Mathieu Bauer adapte la comédie de Nanni Moretti, mais ne parvient pas à insuffler suffisamment de vie au personnage en pleine crise existentielle incarné par Nicolas Bouchaud.
La cuisine nous donne des leçons de vie, et celles-ci sont parfois cruelles. Avec de la pancetta, du Parmigiano Reggiano et des œufs frais, on peut rater des pâtes à la carbonara ; avec du mascarpone Galbani, les meilleurs boudoirs du monde et du rhum de qualité, on peut quand même louper un tiramisu. Las, entre la cuisine et le spectacle vivant, le plan de travail et les planches de théâtre, les règles sont souvent les mêmes : avec un très grand comédien (Nicolas Bouchaud), une belle référence de cinéma (Palombella Rossa de Nanni Moretti) et un excellent duo de musiciens (Mathieu Bauer à la batterie et à la trompette ; Sylvain Cartigny aux guitares et à la basse), on peut quand même passer à côté d’une pièce.

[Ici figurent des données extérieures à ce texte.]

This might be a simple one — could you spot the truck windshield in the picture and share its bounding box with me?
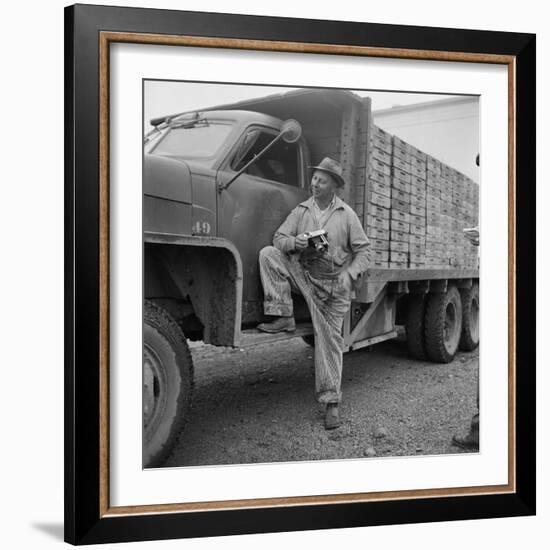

Il était audacieux de la part de Mathieu Bauer d’adapter cette drôle de comédie italienne. Sortie sur les écrans en 1989, elle raconte la vie de Michele, un député communiste qui perd la mémoire à la suite d’un accident de voiture et la retrouve par bribes au fil d’un match de water-polo. Au long de cette trame singulière, Nanni Moretti aborde une multitude de sujets par autant de touches impressionnistes : un homme de cinquante ans en pleine crise existentielle, la pertinence du parti communiste au moment de l’effondrement de l’URSS, une société qui s’apprêtait à se vendre au système Berlusconi. C’était audacieux, car les techniques de cinéma permettent cet entrelacs entre le passé et le présent grâce au montage, l’individu et la foule grâce au gros plan, la tendresse et la nervosité grâce au jeu si particulier de Nanni Moretti dans le rôle-titre. Au théâtre, c’est plus compliqué ; au théâtre, il faut du monde, des effets et des idées de mise en scène. Autant d’éléments qui font ici défaut.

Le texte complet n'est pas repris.